Reporters asked Russia’s deputy U.N. ambassador Dmitry Polyansky what evidence Russia had that Zelenskyy gave orders to construct a “dirty bomb” after the meeting concluded. It’s intelligence data,” he said in response.

During a phone call, “we shared it with peers who have the requisite level of clearance,” he explained. Everyone who wanted to realize the threat was real could have done so. Those who wish to dismiss it as Russian disinformation will do so nonetheless.

After hearing rumors of a “dirty bomb,” Polyansky indicated the IAEA may dispatch inspectors to the scene.

The United Kingdom, France, and the United States all made it plain that “this is a transparently false claim” and “pure Russian propaganda,” as the United Kingdom’s deputy U.N. ambassador James Kariuki told reporters after the meeting. Ukraine, he claimed, had “made it apparent it has nothing to conceal,” and “IAEA inspectors are on the way.”

Similarly, Russia has requested that a commission be formed by the Security Council to look into allegations that the United States and Ukraine are breaking the convention banning the use of biological weapons in Ukraine’s laboratories.

Russia’s U.N. ambassador, Vassily Nebenzia, made the unfounded claim that secret American labs in Ukraine were engaging in biological warfare shortly after Russia’s invasion of Ukraine on February 24. This accusation was flatly repudiated by the United States and Ukraine.

On Thursday, Russia will convene a meeting of the Security Council to discuss the claims against Ukraine’s biological facilities.

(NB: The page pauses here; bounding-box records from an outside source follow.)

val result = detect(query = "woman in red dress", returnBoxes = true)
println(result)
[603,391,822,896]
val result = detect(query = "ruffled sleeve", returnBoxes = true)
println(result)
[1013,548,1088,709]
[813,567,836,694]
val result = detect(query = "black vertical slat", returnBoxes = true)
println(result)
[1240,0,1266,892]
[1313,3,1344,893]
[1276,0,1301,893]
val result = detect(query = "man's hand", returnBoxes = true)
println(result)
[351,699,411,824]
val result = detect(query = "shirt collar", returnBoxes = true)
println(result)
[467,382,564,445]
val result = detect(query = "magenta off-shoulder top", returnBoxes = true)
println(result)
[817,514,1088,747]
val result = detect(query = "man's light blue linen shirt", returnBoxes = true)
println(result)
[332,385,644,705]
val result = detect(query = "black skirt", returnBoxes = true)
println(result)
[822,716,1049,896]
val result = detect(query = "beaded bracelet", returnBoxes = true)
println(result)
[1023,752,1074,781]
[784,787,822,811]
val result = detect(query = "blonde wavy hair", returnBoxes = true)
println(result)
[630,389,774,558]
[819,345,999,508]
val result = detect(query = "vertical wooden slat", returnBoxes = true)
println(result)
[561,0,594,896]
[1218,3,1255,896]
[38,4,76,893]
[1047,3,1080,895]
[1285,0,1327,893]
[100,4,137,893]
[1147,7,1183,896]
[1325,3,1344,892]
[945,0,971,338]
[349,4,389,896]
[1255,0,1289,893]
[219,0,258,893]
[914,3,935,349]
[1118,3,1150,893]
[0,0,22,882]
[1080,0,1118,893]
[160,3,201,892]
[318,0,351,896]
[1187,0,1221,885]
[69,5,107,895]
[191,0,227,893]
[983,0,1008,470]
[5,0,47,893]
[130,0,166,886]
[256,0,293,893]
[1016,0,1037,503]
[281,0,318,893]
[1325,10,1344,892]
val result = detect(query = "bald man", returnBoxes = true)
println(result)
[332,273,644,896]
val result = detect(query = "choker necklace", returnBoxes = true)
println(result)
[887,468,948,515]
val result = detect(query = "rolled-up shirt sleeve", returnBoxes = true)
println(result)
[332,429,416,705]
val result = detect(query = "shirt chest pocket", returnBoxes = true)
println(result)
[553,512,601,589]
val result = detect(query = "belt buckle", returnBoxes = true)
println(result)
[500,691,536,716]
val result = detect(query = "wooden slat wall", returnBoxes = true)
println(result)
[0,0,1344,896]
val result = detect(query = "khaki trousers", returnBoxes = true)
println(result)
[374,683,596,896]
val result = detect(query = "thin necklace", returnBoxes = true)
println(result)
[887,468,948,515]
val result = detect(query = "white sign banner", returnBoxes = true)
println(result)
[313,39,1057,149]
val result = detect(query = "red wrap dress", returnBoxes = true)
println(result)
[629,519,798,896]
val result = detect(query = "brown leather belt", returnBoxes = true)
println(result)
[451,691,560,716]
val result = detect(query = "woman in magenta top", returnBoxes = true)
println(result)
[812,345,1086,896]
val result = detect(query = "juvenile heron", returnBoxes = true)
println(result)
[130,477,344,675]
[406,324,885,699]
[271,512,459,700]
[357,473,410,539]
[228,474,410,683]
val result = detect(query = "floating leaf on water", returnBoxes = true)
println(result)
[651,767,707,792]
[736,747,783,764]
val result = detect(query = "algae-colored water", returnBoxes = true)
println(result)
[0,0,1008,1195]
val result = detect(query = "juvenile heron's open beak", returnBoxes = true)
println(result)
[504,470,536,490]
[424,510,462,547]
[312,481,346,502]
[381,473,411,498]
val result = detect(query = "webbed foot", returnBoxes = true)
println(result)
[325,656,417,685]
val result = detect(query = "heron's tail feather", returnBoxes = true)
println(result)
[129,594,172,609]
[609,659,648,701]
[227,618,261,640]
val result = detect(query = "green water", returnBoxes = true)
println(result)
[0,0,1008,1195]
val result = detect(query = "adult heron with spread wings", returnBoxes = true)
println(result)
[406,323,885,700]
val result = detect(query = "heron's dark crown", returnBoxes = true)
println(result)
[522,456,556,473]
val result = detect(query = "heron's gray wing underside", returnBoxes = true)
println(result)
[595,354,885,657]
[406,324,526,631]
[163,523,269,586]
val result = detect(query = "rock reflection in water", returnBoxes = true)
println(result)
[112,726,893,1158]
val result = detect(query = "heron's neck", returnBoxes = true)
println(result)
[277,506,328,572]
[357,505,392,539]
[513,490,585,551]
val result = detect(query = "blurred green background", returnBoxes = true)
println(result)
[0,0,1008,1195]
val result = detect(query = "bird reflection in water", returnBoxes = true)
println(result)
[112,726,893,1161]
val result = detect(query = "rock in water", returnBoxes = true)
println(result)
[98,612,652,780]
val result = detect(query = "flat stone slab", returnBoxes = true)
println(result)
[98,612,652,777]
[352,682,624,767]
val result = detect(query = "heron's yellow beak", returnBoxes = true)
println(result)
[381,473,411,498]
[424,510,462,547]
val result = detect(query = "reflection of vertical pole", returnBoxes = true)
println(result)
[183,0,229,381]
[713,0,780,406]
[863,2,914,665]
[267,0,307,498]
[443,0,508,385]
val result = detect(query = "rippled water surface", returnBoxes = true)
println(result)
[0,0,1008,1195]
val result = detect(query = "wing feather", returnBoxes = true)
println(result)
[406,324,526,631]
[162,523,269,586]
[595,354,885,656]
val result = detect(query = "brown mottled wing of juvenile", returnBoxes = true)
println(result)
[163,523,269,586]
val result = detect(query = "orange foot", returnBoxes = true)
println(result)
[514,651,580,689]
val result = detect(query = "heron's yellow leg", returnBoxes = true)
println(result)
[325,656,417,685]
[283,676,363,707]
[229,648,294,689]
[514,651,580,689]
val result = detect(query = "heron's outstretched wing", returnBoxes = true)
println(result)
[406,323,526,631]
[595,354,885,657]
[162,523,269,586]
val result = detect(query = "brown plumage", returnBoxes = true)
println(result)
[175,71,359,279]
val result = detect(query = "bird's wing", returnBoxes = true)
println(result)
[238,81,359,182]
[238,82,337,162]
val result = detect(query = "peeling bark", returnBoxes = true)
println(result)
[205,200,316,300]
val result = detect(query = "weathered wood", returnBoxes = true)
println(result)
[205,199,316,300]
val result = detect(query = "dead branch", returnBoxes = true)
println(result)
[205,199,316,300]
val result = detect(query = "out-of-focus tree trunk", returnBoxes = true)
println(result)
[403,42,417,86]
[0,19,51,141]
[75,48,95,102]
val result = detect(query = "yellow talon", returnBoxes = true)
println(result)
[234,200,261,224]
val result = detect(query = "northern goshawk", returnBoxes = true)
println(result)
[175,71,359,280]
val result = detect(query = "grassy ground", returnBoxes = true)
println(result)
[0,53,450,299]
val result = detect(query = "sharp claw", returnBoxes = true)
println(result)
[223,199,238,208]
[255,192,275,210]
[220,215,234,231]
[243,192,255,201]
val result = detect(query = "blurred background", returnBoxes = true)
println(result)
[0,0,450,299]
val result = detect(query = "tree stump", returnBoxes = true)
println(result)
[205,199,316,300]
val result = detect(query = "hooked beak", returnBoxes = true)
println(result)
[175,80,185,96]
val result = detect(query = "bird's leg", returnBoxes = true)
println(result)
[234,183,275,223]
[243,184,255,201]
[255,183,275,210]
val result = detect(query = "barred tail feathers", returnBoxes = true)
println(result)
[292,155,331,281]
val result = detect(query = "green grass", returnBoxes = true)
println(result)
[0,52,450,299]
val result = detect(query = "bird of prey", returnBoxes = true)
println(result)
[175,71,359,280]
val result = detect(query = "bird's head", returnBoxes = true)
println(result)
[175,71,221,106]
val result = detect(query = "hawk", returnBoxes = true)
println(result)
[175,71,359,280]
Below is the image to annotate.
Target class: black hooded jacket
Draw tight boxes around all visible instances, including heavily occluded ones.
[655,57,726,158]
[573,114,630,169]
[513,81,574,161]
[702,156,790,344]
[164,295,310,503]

The Russian government has requested that the West take seriously its warning about a supposed dirty bomb plot in Ukraine.

Dmitry Peskov, a spokesperson for the Kremlin, has called the disregard for Moscow’s warning “unacceptable in view of the nature of the danger that we have talked about.”

As Peskov continued his remarks to the assembled media, he said, “We again highlight the grave risk presented by the plans concocted by the Ukrainians.”

In response to Russia’s accusations that Ukraine may use a dirty bomb, Vice President Joe Biden was asked at the White House on Tuesday if Russia is planning to deploy a tactical nuclear weapon.

Biden told reporters, “I spent a lot of time today talking about that.”

Furthermore, the president was pressed on whether or not the allegations of a Ukrainian dirty bomb constituted a false-flag operation.

The use of a tactical nuclear weapon “would be an enormously serious error,” Biden added. I can’t say for sure that it’s a false-flag operation just yet, but doing so would be a huge blunder.

Although dirty bombs may not cause as much damage as a nuclear weapon, they nonetheless represent a threat of widespread radioactive contamination.